A small fraction of HIV-infected individuals (<1%) continue to control viral replication after discontinuation of antiretroviral therapy, and do so for years or decades. Understanding this control mechanism(s) is of course key to achieving such an effect in all infected subjects! We know that this situation does not reflect differences in infecting viral strains. Controllers " have genetic characteristics (HLA and KIR alleles) which contribute (but are not strictly necessary) to the fact that T immune responses are more intense, more diversified - both in terms of recognized Ag and effector functions - and undoubtedly appear earlier in the course of the infection.
Nevertheless, infection control is not complete in these subjects.
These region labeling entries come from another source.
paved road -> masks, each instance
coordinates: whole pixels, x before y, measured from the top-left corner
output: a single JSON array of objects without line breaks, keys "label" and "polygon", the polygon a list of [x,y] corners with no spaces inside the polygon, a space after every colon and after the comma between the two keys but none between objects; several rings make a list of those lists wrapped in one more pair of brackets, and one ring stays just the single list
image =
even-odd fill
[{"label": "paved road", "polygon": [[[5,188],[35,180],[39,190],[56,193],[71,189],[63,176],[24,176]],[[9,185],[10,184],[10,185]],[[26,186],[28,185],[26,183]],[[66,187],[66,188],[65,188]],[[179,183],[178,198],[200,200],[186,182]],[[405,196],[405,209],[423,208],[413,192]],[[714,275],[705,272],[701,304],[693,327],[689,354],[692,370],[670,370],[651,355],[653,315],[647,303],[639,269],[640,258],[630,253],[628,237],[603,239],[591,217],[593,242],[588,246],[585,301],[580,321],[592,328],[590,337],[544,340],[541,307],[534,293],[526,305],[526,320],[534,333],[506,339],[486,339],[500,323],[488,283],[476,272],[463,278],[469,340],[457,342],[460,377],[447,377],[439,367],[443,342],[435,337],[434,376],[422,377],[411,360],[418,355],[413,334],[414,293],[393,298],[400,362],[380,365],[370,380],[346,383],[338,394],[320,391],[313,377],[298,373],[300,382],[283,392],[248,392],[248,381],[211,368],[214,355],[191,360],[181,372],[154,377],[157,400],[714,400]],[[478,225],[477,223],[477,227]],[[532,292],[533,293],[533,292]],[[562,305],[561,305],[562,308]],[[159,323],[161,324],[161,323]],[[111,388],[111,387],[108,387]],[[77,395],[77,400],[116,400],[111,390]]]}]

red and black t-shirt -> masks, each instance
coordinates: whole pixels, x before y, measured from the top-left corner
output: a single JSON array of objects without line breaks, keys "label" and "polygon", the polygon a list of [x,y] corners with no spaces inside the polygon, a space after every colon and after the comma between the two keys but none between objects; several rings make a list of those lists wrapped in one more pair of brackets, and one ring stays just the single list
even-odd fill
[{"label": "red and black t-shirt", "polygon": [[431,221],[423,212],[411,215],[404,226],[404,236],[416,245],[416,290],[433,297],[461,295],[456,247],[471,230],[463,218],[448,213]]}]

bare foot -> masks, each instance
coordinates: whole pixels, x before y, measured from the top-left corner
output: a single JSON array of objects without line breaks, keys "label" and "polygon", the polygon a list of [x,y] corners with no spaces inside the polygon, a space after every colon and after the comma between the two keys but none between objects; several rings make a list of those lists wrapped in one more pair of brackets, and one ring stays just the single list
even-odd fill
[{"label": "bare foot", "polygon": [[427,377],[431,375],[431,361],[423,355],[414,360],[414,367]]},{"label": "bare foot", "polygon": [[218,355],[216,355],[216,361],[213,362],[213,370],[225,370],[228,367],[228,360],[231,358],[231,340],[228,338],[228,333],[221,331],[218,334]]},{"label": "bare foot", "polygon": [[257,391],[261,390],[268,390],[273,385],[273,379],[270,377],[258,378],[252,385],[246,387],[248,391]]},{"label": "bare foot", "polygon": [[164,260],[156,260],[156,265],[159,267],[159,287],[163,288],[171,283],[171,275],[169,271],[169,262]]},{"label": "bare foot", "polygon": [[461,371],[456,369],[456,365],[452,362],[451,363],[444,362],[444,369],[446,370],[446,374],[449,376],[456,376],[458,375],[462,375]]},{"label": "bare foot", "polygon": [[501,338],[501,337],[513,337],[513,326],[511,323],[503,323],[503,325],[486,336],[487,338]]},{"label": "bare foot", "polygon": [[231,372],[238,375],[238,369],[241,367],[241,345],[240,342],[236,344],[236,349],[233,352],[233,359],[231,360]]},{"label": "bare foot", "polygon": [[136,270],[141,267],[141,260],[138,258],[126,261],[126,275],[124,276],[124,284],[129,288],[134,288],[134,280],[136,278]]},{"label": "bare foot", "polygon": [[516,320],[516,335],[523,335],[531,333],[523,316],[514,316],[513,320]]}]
A certain degree of viral replication persists within the compartment of T lymphocytes present in the secondary lymphoid organs in the extra-follicular zones. We can therefore speak of compartmentalization of infection control.
Against this backdrop, what new therapeutic strategies should be considered? Immunotherapy and vaccination should aim for rapid and intense generation of polyfunctional cytotoxic T lymphocytes. The use of broad-spectrum neutralizing antibodies - discussed in my lecture a year ago - may represent a form of passive immunotherapy, currently undergoing clinical evolution. Efforts at preventive or therapeutic vaccination have so far failed to produce tangible results, despite the "sophistication" of protocols incorporating the use of several antigens, and the addition of cytokine immunostimulation.
Nevertheless, steady progress in understanding the genetics of the viral reservoir and the effective immune responses of controllers should enable us to meet this challenge more effectively in the coming years.